Dan Heath (2015 StriveTogether National Convening keynote speaker and co-author of Switch) provided individual coaching on getting super clear about our intervention to help mobilize others to care about the change we are trying to make and change their behavior as a result. And lastly, Christine Margiotta (executive director of Social Venture Partners Los Angeles) pushed us to uncover some of the “unspeakable invisibles” — such as fear of failure, scarcity mindset, indecision, overreliance on consensus and running on overwhelm — that exist in all of us and keep us from creating the change we want to see.

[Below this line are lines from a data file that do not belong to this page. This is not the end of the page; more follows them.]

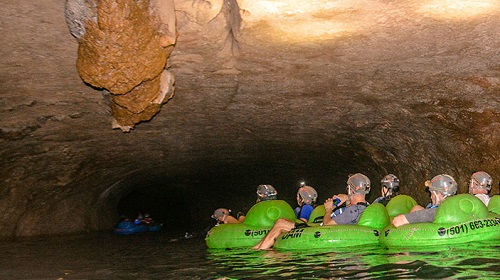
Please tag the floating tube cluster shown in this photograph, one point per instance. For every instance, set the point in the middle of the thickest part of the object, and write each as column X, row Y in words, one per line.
column 459, row 219
column 258, row 221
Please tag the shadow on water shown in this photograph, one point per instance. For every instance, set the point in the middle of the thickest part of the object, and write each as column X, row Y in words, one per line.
column 161, row 256
column 451, row 262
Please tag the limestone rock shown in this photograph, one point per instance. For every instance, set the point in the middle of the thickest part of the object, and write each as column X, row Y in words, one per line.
column 124, row 51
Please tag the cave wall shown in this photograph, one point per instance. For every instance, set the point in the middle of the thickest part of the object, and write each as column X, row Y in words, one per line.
column 259, row 98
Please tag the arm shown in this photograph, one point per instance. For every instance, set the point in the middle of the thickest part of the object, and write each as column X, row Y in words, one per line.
column 327, row 219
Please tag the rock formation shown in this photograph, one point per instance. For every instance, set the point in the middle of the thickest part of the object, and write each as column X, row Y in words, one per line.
column 266, row 92
column 123, row 49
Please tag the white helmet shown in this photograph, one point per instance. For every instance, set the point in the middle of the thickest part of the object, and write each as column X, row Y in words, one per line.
column 444, row 184
column 308, row 194
column 391, row 182
column 266, row 192
column 481, row 180
column 358, row 183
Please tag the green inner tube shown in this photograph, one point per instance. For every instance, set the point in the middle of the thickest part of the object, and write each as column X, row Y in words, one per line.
column 459, row 219
column 258, row 221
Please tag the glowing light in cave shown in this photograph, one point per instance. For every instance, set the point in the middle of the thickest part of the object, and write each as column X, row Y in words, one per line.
column 313, row 20
column 458, row 9
column 295, row 20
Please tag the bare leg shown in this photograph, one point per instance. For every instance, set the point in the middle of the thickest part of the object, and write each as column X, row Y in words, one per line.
column 281, row 226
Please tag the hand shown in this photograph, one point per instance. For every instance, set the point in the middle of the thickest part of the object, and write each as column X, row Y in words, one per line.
column 399, row 220
column 343, row 198
column 328, row 204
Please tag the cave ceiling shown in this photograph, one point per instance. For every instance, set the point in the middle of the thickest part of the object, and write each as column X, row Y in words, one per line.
column 265, row 92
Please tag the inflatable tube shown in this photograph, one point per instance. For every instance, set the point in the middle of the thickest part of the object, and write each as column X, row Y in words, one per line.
column 400, row 204
column 459, row 219
column 258, row 221
column 127, row 228
column 373, row 219
column 494, row 205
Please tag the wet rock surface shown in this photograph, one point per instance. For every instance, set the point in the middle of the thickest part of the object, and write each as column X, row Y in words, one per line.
column 274, row 94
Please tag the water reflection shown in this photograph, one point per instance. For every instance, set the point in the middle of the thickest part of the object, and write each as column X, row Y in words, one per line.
column 462, row 261
column 105, row 256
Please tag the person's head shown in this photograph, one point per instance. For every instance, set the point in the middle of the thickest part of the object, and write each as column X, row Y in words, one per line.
column 220, row 214
column 357, row 185
column 441, row 187
column 306, row 195
column 480, row 182
column 266, row 192
column 390, row 185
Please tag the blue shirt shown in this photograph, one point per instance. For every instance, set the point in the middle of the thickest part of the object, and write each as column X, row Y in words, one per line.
column 304, row 212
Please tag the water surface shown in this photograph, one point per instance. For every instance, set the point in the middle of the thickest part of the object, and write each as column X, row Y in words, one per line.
column 162, row 256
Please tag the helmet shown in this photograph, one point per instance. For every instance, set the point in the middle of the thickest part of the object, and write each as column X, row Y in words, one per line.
column 391, row 182
column 307, row 194
column 220, row 213
column 359, row 183
column 481, row 180
column 266, row 192
column 444, row 184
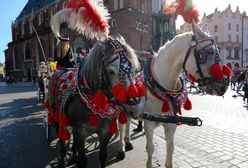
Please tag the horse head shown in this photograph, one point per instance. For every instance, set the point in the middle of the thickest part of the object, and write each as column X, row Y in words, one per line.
column 203, row 63
column 110, row 68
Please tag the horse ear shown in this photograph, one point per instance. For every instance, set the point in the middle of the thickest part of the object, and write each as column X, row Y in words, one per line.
column 205, row 29
column 197, row 30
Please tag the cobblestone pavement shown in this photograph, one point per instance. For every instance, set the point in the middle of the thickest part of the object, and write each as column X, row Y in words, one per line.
column 220, row 142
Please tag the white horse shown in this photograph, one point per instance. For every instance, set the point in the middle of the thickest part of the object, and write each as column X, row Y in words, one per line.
column 195, row 53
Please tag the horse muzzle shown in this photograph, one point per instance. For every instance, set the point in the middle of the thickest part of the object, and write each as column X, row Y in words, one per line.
column 216, row 87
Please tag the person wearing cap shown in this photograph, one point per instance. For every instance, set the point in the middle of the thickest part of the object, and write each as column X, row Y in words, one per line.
column 64, row 56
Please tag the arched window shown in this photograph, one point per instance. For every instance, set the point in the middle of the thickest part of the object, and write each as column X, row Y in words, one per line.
column 15, row 59
column 26, row 28
column 40, row 53
column 215, row 28
column 27, row 52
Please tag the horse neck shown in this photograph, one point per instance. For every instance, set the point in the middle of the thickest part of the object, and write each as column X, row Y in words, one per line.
column 168, row 64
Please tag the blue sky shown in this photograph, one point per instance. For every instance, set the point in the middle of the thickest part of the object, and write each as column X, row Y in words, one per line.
column 9, row 10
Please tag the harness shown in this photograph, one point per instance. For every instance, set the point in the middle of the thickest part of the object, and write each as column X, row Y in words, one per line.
column 176, row 97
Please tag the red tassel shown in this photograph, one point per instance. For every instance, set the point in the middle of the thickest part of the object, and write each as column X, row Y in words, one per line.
column 123, row 117
column 122, row 95
column 191, row 78
column 179, row 109
column 70, row 75
column 165, row 107
column 141, row 89
column 113, row 127
column 93, row 120
column 60, row 133
column 62, row 80
column 101, row 100
column 49, row 118
column 116, row 89
column 46, row 104
column 226, row 70
column 64, row 120
column 56, row 78
column 56, row 115
column 66, row 135
column 133, row 91
column 216, row 71
column 187, row 105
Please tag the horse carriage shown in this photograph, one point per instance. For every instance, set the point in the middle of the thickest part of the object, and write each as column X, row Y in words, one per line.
column 103, row 92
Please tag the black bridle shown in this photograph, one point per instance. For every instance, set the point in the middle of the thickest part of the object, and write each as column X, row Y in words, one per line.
column 201, row 56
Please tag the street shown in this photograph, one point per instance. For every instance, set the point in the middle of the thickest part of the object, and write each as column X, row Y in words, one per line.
column 220, row 142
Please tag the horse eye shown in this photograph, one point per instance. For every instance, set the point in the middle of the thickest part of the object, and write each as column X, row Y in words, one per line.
column 111, row 72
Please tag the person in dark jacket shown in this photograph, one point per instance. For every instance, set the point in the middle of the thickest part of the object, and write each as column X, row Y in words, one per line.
column 64, row 56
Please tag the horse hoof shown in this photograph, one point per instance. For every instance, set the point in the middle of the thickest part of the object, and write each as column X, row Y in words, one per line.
column 121, row 155
column 61, row 163
column 128, row 147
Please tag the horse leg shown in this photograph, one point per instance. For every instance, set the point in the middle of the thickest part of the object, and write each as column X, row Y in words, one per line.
column 127, row 139
column 169, row 130
column 79, row 142
column 121, row 143
column 149, row 128
column 62, row 150
column 103, row 152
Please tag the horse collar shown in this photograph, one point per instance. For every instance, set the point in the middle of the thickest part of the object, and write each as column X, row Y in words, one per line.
column 159, row 91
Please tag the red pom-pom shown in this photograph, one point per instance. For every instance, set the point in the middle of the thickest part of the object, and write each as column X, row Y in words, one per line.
column 123, row 117
column 165, row 107
column 46, row 104
column 56, row 78
column 179, row 109
column 93, row 120
column 66, row 135
column 226, row 70
column 122, row 95
column 113, row 127
column 63, row 86
column 56, row 115
column 49, row 118
column 64, row 120
column 70, row 75
column 53, row 84
column 62, row 80
column 60, row 133
column 191, row 78
column 187, row 105
column 116, row 89
column 141, row 89
column 101, row 100
column 133, row 91
column 216, row 72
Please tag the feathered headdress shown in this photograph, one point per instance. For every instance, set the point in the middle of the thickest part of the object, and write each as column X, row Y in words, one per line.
column 186, row 8
column 88, row 17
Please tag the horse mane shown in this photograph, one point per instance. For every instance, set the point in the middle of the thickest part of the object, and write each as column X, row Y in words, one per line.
column 93, row 64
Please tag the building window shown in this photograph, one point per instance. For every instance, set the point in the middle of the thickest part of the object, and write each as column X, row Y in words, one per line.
column 229, row 52
column 118, row 4
column 229, row 38
column 229, row 26
column 15, row 59
column 237, row 38
column 27, row 52
column 215, row 28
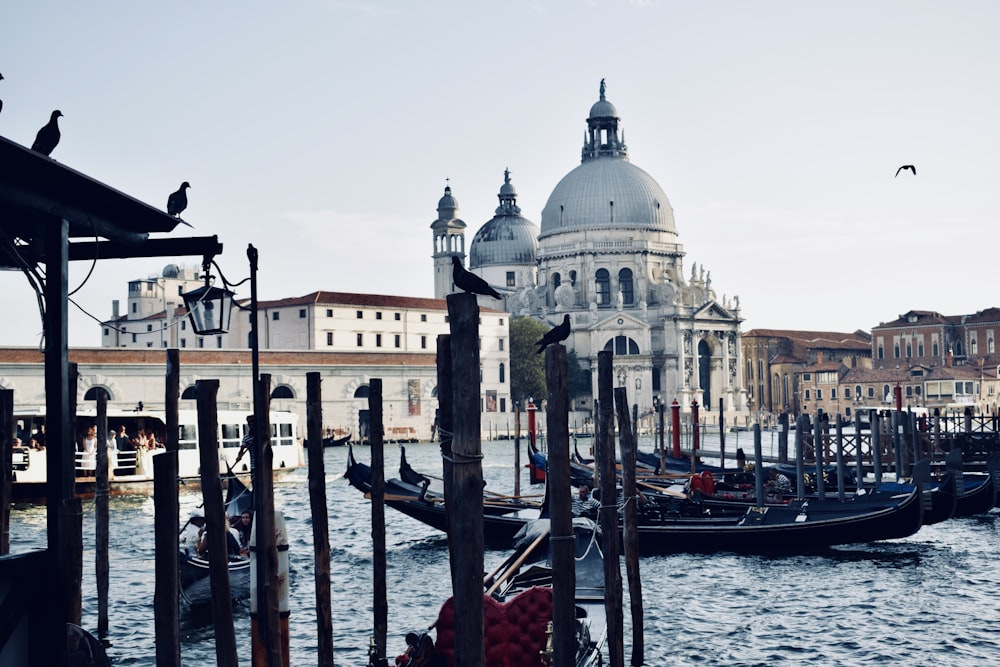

To try and distill my learning from the three-day school into some key takeaways was not an easy task, so I’m sharing a few key nuggets today and you can expect to see more from us as we incorporate our learnings into the everyday work we do with the Network:
1. If you want to spark change, feeling is the fuel. We have to generate interest in our mission to motivate behavior change. We cannot allow process to be the albatross. Most people are not motivated by static data charts. We have to match the rigor of our improvement approach to get results with an equal effort to motivate, mobilize and do a better job of telling the story about the impact on kids. That’s what humans care about. In Switch speak, this is what “motivates the elephant.”
2. Smart aims are like unicorns. Very rarely do organizations have quantifiable, time-bound objectives or aims like ours — five proof point communities (with measurable outcomes improving and evidence of systems changing) by June 2018. To set a smart aim, you have to first understand what complete success looks like for you, understand where you are in the expansion process and then set a specific time-bound goal for the next 18-36 months. As long as you are tight on aims, you can afford to be loose on everything else.
3. When you operate in fear, everything rustles. One of the primary reasons organizations and individuals do not set smart aims is because of fear. Fear often leads to blame, criticism and self-doubt. In order to do this work, according to the Billions Institute’s Model for Unleashing, you must be willing to “hug the bear,” or confront your fear head on, unpack what’s behind it and embrace failing forward.
4. Amateurs talk strategy, leaders talk logistics. Joe and Becky of the Billions Institute posit that achieving large-scale change requires organizations to operate Inside the Command Center. Teams who operate in this way put it all together — they get clear on their intervention and their aim, they embrace fear head on, they don’t get hung-up on business as usual, they do exactly what it takes to achieve results.
We look forward to continued partnership with organizations like the Billions Institute and other graduates of the Skid Row School for Large-scale Change. Changing systems to change the world is some pretty big work. We are fortunate to have great partners to learn from and grow with along the way.